Earlier this week, Gartner admitted to restating years of server data after noticing large errors between its numbers and actual vendor sales.

For example, Gartner's restated figures for HP's RISC server sales in Q4 were off by an astonishing 70 percent. Gartner first said HP had gained 54 percent in RISC revenue. The "whoops, we're sorry!", new figures showed HP had actually lost 16 per cent of revenue in the quarter.

In the new batch of stats for the first quarter, IBM enjoyed a 8 percent year-on-year gain in total server revenue, capping out at $3.2 billion in sales, Gartner said. This compares to a 7 percent loss in revenue at HP, placing it in second place worldwide with $2.6 billion in sales.

Overall, the server market decreased 1 percent year-on-year to $10.6 billion.

The analysts at Gartner and IDC have managed to muddy the waters around these numbers in several ways. IDC, for example, is only crediting IBM with $2.68 billion in sales for the first quarter versus $2.94 billion from HP.
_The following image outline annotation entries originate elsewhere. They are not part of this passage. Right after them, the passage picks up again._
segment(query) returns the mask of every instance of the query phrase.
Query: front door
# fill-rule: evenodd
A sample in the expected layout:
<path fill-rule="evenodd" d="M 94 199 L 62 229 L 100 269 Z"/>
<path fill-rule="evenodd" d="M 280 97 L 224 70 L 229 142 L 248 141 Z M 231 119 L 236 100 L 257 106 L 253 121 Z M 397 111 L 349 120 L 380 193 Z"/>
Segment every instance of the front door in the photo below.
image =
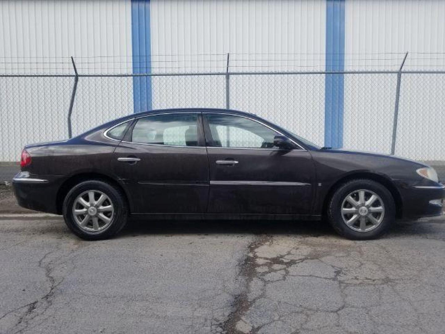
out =
<path fill-rule="evenodd" d="M 201 118 L 178 112 L 136 119 L 113 163 L 134 212 L 206 212 L 209 168 Z"/>
<path fill-rule="evenodd" d="M 206 113 L 210 172 L 208 212 L 310 213 L 315 178 L 310 154 L 273 146 L 280 133 L 239 115 Z"/>

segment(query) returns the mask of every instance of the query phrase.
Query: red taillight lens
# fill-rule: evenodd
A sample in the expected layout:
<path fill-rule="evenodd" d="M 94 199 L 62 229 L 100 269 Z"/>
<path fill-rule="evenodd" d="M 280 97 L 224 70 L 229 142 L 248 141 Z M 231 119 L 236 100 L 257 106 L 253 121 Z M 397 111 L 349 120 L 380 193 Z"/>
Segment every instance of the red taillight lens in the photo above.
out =
<path fill-rule="evenodd" d="M 24 149 L 20 157 L 20 167 L 22 168 L 31 164 L 31 155 L 28 151 Z"/>

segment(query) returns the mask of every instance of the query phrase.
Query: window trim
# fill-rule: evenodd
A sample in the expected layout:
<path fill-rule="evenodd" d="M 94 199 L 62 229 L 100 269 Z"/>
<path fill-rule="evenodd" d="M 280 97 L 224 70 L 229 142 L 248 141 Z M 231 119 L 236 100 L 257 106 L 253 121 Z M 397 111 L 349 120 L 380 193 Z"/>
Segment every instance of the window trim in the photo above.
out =
<path fill-rule="evenodd" d="M 169 115 L 169 114 L 178 114 L 178 115 L 184 115 L 187 114 L 197 114 L 198 115 L 198 119 L 196 126 L 198 128 L 198 143 L 200 141 L 200 138 L 202 137 L 203 134 L 201 134 L 201 129 L 202 129 L 202 113 L 200 111 L 181 111 L 181 112 L 167 112 L 167 113 L 154 113 L 151 115 L 144 115 L 144 116 L 141 116 L 138 117 L 135 117 L 133 118 L 133 121 L 134 121 L 134 123 L 132 125 L 131 130 L 133 131 L 133 128 L 134 128 L 135 125 L 136 125 L 136 123 L 138 120 L 141 118 L 144 118 L 147 117 L 151 117 L 153 116 L 158 116 L 159 115 Z M 126 122 L 126 121 L 125 121 Z M 119 124 L 117 124 L 119 125 Z M 111 130 L 111 128 L 110 129 Z M 108 130 L 107 130 L 108 131 Z M 125 136 L 124 136 L 125 137 Z M 108 137 L 107 137 L 108 138 Z M 139 143 L 138 142 L 129 142 L 125 140 L 121 141 L 121 143 L 125 143 L 127 144 L 137 144 L 138 145 L 148 145 L 150 146 L 162 146 L 164 147 L 186 147 L 189 148 L 206 148 L 205 145 L 203 146 L 183 146 L 182 145 L 165 145 L 163 144 L 150 144 L 146 143 Z"/>
<path fill-rule="evenodd" d="M 125 138 L 125 135 L 126 135 L 127 134 L 127 132 L 128 131 L 128 130 L 129 130 L 130 128 L 131 127 L 131 126 L 133 125 L 132 122 L 134 120 L 134 118 L 129 118 L 129 119 L 126 119 L 123 122 L 121 122 L 120 123 L 118 123 L 117 124 L 115 124 L 115 125 L 113 126 L 111 126 L 111 127 L 108 128 L 106 130 L 105 130 L 105 131 L 104 131 L 103 133 L 104 137 L 105 137 L 107 139 L 109 139 L 110 140 L 114 140 L 115 142 L 119 142 L 119 143 L 120 143 L 122 141 L 122 139 L 121 140 L 117 139 L 114 138 L 112 138 L 111 137 L 109 137 L 108 136 L 109 131 L 111 131 L 114 128 L 117 127 L 121 124 L 123 124 L 124 123 L 126 123 L 127 122 L 130 122 L 129 124 L 127 127 L 127 130 L 125 131 L 125 133 L 124 134 L 124 135 L 122 137 L 122 139 L 123 139 L 124 138 Z"/>
<path fill-rule="evenodd" d="M 299 148 L 294 148 L 294 149 L 292 149 L 291 150 L 286 150 L 285 151 L 307 151 L 306 149 L 305 149 L 304 147 L 303 147 L 301 145 L 300 145 L 298 143 L 297 143 L 296 142 L 295 142 L 293 139 L 292 139 L 291 138 L 289 138 L 289 136 L 282 133 L 281 131 L 278 131 L 276 129 L 274 129 L 274 128 L 272 127 L 271 126 L 269 126 L 267 124 L 264 124 L 263 122 L 260 122 L 259 121 L 258 121 L 258 120 L 257 120 L 256 119 L 255 119 L 251 118 L 250 117 L 248 117 L 247 116 L 244 116 L 244 115 L 238 115 L 238 114 L 232 114 L 232 113 L 223 113 L 223 113 L 218 113 L 218 112 L 212 112 L 212 111 L 209 111 L 209 112 L 204 111 L 204 112 L 203 112 L 202 113 L 203 116 L 205 116 L 206 114 L 218 114 L 218 115 L 229 115 L 229 116 L 238 116 L 238 117 L 242 117 L 243 118 L 247 118 L 247 119 L 250 119 L 251 121 L 253 121 L 253 122 L 256 122 L 257 123 L 259 123 L 260 124 L 261 124 L 261 125 L 263 125 L 263 126 L 266 126 L 266 127 L 268 128 L 269 129 L 270 129 L 271 130 L 275 131 L 275 132 L 279 134 L 280 135 L 281 135 L 282 136 L 285 136 L 285 137 L 286 137 L 289 140 L 290 140 L 291 142 L 292 142 L 294 144 L 295 144 L 295 145 L 296 145 L 298 147 L 299 147 Z M 209 130 L 210 130 L 210 124 L 209 124 L 209 120 L 208 120 L 208 119 L 207 119 L 207 118 L 206 117 L 205 118 L 205 123 L 206 123 L 206 126 L 208 127 L 209 127 Z M 212 144 L 213 144 L 213 137 L 212 136 L 212 134 L 211 134 L 211 132 L 209 134 L 209 136 L 210 138 L 211 138 L 211 139 L 212 139 Z M 208 146 L 208 145 L 206 145 L 206 147 L 208 148 L 218 148 L 218 149 L 222 149 L 222 149 L 231 149 L 231 150 L 268 150 L 269 151 L 283 151 L 283 149 L 282 149 L 282 148 L 265 148 L 265 147 L 264 147 L 264 148 L 262 148 L 262 147 L 219 147 L 211 146 Z"/>

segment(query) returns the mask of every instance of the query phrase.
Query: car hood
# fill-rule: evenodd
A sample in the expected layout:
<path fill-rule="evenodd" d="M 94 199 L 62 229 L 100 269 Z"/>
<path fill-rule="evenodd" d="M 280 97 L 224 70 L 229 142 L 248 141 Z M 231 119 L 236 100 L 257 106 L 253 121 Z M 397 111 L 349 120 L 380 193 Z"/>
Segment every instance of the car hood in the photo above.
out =
<path fill-rule="evenodd" d="M 325 151 L 331 153 L 342 153 L 344 154 L 351 154 L 369 156 L 370 157 L 375 157 L 376 158 L 380 158 L 384 159 L 392 159 L 400 161 L 405 161 L 407 162 L 413 163 L 421 165 L 426 167 L 429 167 L 425 163 L 418 160 L 409 159 L 407 158 L 399 157 L 397 155 L 392 155 L 389 153 L 380 153 L 376 152 L 371 152 L 370 151 L 362 151 L 356 150 L 344 149 L 343 148 L 331 148 L 327 150 L 321 150 L 321 151 Z"/>

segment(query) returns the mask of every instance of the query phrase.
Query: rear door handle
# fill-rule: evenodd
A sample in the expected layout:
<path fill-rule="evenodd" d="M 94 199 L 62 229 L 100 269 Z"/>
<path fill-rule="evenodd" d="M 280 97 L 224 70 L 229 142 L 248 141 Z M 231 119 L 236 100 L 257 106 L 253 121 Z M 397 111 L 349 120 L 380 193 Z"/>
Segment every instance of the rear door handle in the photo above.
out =
<path fill-rule="evenodd" d="M 217 160 L 216 163 L 218 165 L 231 165 L 233 166 L 238 163 L 238 161 L 234 160 Z"/>
<path fill-rule="evenodd" d="M 121 161 L 124 163 L 137 163 L 140 161 L 141 159 L 138 158 L 118 158 L 118 161 Z"/>

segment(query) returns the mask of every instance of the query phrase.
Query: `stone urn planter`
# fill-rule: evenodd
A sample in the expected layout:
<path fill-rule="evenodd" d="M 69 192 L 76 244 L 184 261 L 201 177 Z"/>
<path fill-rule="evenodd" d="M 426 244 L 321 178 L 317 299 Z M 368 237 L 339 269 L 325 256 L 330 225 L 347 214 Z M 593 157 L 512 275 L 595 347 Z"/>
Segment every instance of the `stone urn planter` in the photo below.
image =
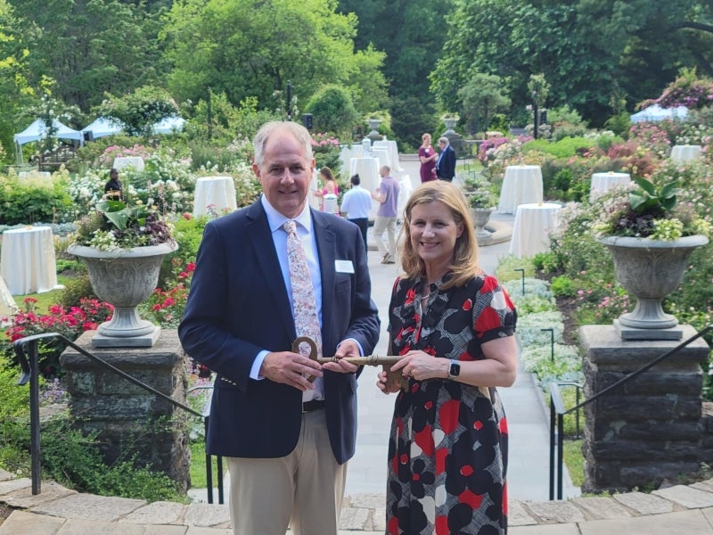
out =
<path fill-rule="evenodd" d="M 706 236 L 684 236 L 673 241 L 605 236 L 597 238 L 611 252 L 621 285 L 636 298 L 632 312 L 614 320 L 622 339 L 680 340 L 678 320 L 666 314 L 661 300 L 684 279 L 688 258 Z"/>
<path fill-rule="evenodd" d="M 475 237 L 479 241 L 480 239 L 487 239 L 490 237 L 490 232 L 485 229 L 485 226 L 490 220 L 490 214 L 493 213 L 495 207 L 490 208 L 471 208 L 471 214 L 473 217 L 473 225 L 475 226 Z"/>
<path fill-rule="evenodd" d="M 163 257 L 176 249 L 175 243 L 111 251 L 83 245 L 68 248 L 86 266 L 94 293 L 114 307 L 111 319 L 99 325 L 92 339 L 94 347 L 153 346 L 160 327 L 139 317 L 136 307 L 156 288 Z"/>
<path fill-rule="evenodd" d="M 457 117 L 446 117 L 443 119 L 443 123 L 446 125 L 446 131 L 443 133 L 444 136 L 447 136 L 449 134 L 455 134 L 455 124 L 458 122 Z"/>

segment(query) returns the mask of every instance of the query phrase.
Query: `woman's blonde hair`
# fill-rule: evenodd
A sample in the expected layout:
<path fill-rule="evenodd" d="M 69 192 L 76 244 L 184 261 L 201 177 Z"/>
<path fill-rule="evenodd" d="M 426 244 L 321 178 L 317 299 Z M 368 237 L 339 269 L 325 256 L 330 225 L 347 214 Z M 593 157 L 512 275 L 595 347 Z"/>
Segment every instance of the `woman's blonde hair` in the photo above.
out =
<path fill-rule="evenodd" d="M 446 290 L 465 284 L 480 272 L 478 266 L 478 240 L 475 237 L 471 210 L 461 190 L 450 182 L 434 180 L 422 184 L 406 202 L 404 208 L 404 226 L 401 228 L 404 235 L 401 267 L 406 278 L 416 279 L 423 275 L 425 265 L 411 243 L 411 212 L 418 204 L 436 202 L 446 205 L 456 225 L 463 225 L 463 233 L 455 240 L 453 263 L 450 266 L 453 277 L 443 285 Z"/>

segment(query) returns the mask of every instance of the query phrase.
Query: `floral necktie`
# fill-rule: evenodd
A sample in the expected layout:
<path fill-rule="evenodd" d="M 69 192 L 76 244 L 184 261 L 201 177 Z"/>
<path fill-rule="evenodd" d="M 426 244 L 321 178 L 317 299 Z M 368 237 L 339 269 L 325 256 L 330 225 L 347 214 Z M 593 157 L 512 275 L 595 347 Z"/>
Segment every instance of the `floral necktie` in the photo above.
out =
<path fill-rule="evenodd" d="M 290 281 L 292 284 L 292 314 L 297 336 L 308 336 L 315 341 L 317 356 L 322 357 L 322 333 L 317 318 L 317 306 L 312 277 L 307 268 L 307 255 L 297 235 L 294 221 L 286 221 L 283 228 L 287 233 L 287 259 L 290 263 Z M 299 353 L 309 354 L 307 344 L 300 344 Z"/>

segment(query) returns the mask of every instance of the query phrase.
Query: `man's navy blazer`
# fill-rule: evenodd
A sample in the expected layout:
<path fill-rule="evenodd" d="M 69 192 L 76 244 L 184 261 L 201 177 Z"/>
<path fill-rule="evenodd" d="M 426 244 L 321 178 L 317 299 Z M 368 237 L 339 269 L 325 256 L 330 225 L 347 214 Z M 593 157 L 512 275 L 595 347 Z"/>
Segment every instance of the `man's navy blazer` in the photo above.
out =
<path fill-rule="evenodd" d="M 361 232 L 333 215 L 310 211 L 322 272 L 324 355 L 333 355 L 345 338 L 356 339 L 371 354 L 380 322 L 371 299 Z M 337 272 L 335 260 L 351 260 L 354 273 Z M 299 435 L 302 392 L 268 379 L 250 378 L 260 350 L 291 350 L 296 338 L 259 201 L 206 226 L 178 334 L 186 353 L 217 374 L 208 453 L 240 457 L 291 453 Z M 330 441 L 341 464 L 355 450 L 356 376 L 324 370 L 324 384 Z"/>

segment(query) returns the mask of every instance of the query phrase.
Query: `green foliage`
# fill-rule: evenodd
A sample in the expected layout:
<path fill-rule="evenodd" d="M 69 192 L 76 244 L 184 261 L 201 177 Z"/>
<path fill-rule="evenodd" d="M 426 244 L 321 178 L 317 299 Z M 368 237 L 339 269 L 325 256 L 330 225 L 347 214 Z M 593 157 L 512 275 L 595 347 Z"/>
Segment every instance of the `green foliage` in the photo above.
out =
<path fill-rule="evenodd" d="M 64 221 L 71 206 L 66 184 L 61 180 L 47 185 L 20 180 L 14 176 L 0 177 L 1 225 Z"/>
<path fill-rule="evenodd" d="M 592 138 L 564 137 L 555 143 L 545 139 L 533 139 L 528 141 L 522 150 L 525 152 L 538 151 L 545 154 L 552 154 L 555 158 L 570 158 L 595 146 L 596 142 Z"/>
<path fill-rule="evenodd" d="M 152 86 L 139 87 L 122 97 L 109 93 L 106 96 L 107 99 L 97 107 L 97 112 L 102 117 L 120 121 L 129 136 L 148 138 L 153 133 L 155 123 L 178 112 L 171 95 Z"/>
<path fill-rule="evenodd" d="M 629 192 L 629 204 L 637 214 L 657 217 L 676 206 L 676 196 L 681 191 L 677 180 L 660 185 L 643 177 L 634 177 L 633 180 L 640 189 Z"/>
<path fill-rule="evenodd" d="M 458 98 L 463 116 L 479 125 L 477 129 L 481 131 L 488 130 L 494 113 L 506 111 L 510 106 L 503 78 L 481 72 L 474 73 L 458 90 Z"/>
<path fill-rule="evenodd" d="M 522 272 L 515 271 L 515 269 L 524 269 L 524 276 L 526 277 L 535 276 L 535 267 L 532 265 L 532 260 L 529 259 L 519 259 L 513 254 L 509 254 L 500 259 L 496 270 L 496 277 L 501 283 L 513 279 L 520 280 L 522 276 Z"/>
<path fill-rule="evenodd" d="M 348 92 L 335 85 L 317 91 L 307 103 L 306 111 L 314 115 L 318 132 L 351 132 L 359 117 Z"/>
<path fill-rule="evenodd" d="M 356 57 L 356 17 L 336 6 L 327 0 L 274 0 L 265 9 L 250 0 L 174 2 L 160 34 L 168 87 L 182 101 L 205 98 L 209 86 L 234 104 L 255 96 L 261 109 L 282 117 L 288 81 L 292 104 L 327 84 L 361 86 L 363 76 L 373 78 L 364 84 L 371 93 L 381 83 L 373 75 L 382 53 L 362 47 Z"/>
<path fill-rule="evenodd" d="M 556 297 L 576 297 L 579 286 L 569 276 L 561 275 L 553 277 L 550 288 Z"/>
<path fill-rule="evenodd" d="M 53 81 L 52 95 L 60 101 L 86 112 L 107 91 L 123 95 L 162 77 L 155 38 L 160 18 L 141 3 L 11 3 L 20 18 L 17 29 L 23 37 L 18 54 L 26 55 L 30 86 L 40 86 L 43 78 Z"/>
<path fill-rule="evenodd" d="M 42 430 L 42 465 L 45 477 L 79 492 L 147 501 L 184 499 L 168 475 L 136 466 L 134 460 L 107 466 L 95 437 L 84 436 L 64 418 L 51 419 Z"/>

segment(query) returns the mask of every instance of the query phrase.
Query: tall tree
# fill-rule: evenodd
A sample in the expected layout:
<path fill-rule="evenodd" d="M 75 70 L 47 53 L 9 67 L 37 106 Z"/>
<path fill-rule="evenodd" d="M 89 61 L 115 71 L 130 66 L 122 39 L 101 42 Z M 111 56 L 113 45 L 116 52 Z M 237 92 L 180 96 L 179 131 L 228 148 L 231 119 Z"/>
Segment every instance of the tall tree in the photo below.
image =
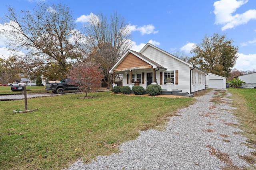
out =
<path fill-rule="evenodd" d="M 20 67 L 16 64 L 15 57 L 11 57 L 6 60 L 0 58 L 0 82 L 11 83 L 18 78 Z"/>
<path fill-rule="evenodd" d="M 101 14 L 92 14 L 84 25 L 88 58 L 99 65 L 104 74 L 104 81 L 111 87 L 112 76 L 109 71 L 118 60 L 131 47 L 131 33 L 124 19 L 114 12 L 110 20 Z"/>
<path fill-rule="evenodd" d="M 90 62 L 73 65 L 68 76 L 71 79 L 71 83 L 79 86 L 80 90 L 85 92 L 85 97 L 87 93 L 100 87 L 102 79 L 99 66 Z"/>
<path fill-rule="evenodd" d="M 32 77 L 42 74 L 50 80 L 63 78 L 70 61 L 82 56 L 83 35 L 75 29 L 70 8 L 42 3 L 32 12 L 8 10 L 2 19 L 8 28 L 0 33 L 8 38 L 14 51 L 26 52 L 16 56 L 23 67 Z"/>
<path fill-rule="evenodd" d="M 228 77 L 238 57 L 238 48 L 233 42 L 224 35 L 205 35 L 202 42 L 191 50 L 194 55 L 189 61 L 207 72 Z"/>

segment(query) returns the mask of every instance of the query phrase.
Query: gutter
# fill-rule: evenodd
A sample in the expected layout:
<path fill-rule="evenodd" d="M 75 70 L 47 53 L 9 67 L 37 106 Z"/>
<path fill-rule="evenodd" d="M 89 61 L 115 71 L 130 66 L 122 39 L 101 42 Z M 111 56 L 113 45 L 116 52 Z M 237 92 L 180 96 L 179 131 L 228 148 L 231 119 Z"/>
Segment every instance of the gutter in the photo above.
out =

There's quite a discrepancy between the Gartner and IDC numbers, and it's hard to tell just how these researchers come up with their data. It seems the vendors can stay mum when they see mistakes happening and let the analysts hang themselves in public gaffes.

Margins of error of 70 per cent would not be tolerated by financial analysts, of course. Gartner, however, is assuring clients that it has cleaned house and brought its figures up to speed, so the first quarter data can be trusted.

Gartner has Sun following IBM and HP in third place for total sales. Sun had one of its worst quarters in recent memory, showing a 20 percent decline in revenue year-on-year to $1.4 billion. Dell is now nipping at Sun for the third spot after posting a 23 percent rise on revenue to $938 million. Sun still holds the top spot among Unix/RISC vendors, and HP is tops with Intel-based systems.

However, there's a 0.7 per cent probability that these figures are garbage, too.

More transparency from the analysts would be welcome. If only to allay the suspicion that analysts derive their figures from the vendors' marketing departments, add but the lightest sprinkling of statistical voodoo, and then pass them onto us as real research. &reg.